Los cristianos han vuelto a sufrir la cárcel, la tortura y hasta la muerte, ya no por causa de la confesión de la fe, sino por actuar en consecuencia con ella. En las actuales condiciones socioculturales, los perseguidores son asimismo cristianos y aseguran proteger la auténtica catolicidad; por ello, muchos hermanos son perseguidos y asesinados debido a los compromisos que la fe implica en materia de derechos humanos. Como ejemplos, recordemos a Mons. Óscar Arnulfo Romero, en El Salvador; Mons. Juan Girardi, en Guatemala; Edit Stein, en Europa; Pedro Calungasold, en Filipinas; los mártires de Uganda, y actualmente, Mons. Rolando Álvarez, en Nicaragua.
Las nuevas formas de persecución en las que se ve comprometida la verdad de la fe exigen una nueva reinterpretación y aplicación del concepto canónico del martirio:
- Que sea el amor a la propia fe lo que defina al mártir y no el odio de los perseguidores.
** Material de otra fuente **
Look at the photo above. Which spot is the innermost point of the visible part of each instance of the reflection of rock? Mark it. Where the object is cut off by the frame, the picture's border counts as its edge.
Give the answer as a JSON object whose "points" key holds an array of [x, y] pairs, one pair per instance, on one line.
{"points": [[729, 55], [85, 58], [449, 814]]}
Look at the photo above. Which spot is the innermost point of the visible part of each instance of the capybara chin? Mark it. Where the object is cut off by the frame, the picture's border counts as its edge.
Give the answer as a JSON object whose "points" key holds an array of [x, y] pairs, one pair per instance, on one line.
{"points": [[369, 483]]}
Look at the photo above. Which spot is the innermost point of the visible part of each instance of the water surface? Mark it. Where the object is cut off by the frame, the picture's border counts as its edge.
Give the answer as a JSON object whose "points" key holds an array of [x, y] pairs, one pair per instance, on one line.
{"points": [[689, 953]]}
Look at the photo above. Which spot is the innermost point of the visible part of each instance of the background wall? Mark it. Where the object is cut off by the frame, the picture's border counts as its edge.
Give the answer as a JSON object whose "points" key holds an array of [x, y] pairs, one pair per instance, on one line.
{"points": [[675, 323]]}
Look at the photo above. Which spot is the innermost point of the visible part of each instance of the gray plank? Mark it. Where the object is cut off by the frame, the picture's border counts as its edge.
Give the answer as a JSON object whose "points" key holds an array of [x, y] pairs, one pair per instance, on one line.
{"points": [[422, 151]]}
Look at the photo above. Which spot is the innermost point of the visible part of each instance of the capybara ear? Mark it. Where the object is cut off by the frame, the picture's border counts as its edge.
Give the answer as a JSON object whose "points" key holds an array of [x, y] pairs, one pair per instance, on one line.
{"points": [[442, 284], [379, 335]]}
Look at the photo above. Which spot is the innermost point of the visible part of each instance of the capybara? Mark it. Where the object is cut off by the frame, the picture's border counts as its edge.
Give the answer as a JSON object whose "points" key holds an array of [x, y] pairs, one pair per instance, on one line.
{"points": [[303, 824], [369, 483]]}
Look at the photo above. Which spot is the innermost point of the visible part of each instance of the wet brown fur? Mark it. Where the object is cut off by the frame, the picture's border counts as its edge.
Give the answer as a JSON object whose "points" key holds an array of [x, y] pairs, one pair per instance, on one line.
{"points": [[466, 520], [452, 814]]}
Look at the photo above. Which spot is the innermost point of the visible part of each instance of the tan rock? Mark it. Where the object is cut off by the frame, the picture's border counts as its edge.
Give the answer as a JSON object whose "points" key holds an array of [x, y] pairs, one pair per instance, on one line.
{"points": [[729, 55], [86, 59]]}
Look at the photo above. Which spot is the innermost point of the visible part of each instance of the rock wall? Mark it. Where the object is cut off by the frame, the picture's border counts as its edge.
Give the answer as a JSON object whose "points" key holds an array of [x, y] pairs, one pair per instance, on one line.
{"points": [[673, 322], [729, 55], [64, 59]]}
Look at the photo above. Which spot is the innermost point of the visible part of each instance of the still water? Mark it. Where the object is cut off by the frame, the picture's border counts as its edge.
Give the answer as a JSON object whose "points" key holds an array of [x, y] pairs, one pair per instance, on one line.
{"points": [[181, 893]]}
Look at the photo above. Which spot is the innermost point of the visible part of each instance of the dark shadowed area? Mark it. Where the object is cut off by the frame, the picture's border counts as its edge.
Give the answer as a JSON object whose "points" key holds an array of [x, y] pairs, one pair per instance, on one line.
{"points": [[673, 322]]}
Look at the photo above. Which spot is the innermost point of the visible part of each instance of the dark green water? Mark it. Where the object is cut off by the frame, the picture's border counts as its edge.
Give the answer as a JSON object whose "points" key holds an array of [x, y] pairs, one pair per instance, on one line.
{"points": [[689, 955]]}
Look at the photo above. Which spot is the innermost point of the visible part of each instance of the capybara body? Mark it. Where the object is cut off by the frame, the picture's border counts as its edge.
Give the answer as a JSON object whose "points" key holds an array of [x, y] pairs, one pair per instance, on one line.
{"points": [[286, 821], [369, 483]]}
- Que se valore el martirio como consecuencia de la vivencia de los valores humanos, que tienen su raíz en la fe cristiana.
- Que se desarrolle una espiritualidad martirial más amplia, que vaya desde el martirio con derramamiento de sangre hasta el espiritual.
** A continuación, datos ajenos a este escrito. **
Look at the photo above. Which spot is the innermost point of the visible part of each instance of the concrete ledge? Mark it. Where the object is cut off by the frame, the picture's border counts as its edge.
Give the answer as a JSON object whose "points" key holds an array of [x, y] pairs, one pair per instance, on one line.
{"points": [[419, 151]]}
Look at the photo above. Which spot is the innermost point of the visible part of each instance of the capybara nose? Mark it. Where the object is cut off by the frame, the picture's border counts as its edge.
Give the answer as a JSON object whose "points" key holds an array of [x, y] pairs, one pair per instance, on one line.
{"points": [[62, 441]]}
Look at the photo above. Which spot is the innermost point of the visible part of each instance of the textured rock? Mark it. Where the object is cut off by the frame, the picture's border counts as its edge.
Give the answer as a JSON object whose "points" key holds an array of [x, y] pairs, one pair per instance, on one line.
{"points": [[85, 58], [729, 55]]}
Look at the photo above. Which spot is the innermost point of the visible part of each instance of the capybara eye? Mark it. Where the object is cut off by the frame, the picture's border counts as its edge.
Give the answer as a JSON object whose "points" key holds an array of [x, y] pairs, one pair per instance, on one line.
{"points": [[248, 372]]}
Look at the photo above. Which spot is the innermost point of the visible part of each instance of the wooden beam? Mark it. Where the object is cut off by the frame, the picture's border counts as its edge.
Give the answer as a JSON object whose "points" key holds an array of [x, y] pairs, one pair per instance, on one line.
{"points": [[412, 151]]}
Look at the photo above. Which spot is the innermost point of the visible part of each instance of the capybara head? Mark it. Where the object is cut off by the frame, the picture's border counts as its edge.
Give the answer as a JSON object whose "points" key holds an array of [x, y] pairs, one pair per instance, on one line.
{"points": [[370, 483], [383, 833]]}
Lo importante de la espiritualidad martirial es seguir a Cristo, cargando con la propia cruz en coherencia con la fe, en la fidelidad al Evangelio y bajo el impulso del amor.
Yo estuve como misionero en Angola por 16 años. Se trata de una Iglesia sufriente y pobre que primero vivió el terror de la guerra, y después, un comunismo que perseguía a la Iglesia. Toda esta realidad, en vez de mostrar una Iglesia frágil, provocó una fortaleza de fe y un compromiso auténticos.
Aparecieron mártires anónimos que sufrieron cárcel, persecución, tormento, expulsión del país y amenazas de muerte. Padres y catequistas que confesaron su fe a Cristo y lo siguieron por el camino de la cruz, exponiendo sus vidas y las de sus familias.
Pidamos a Dios por los mártires cristianos, vivos y difuntos, para que Dios recompense su fidelidad y amor al Evangelio. María Santísima interceda por los mártires perseguidos y les conceda fortaleza.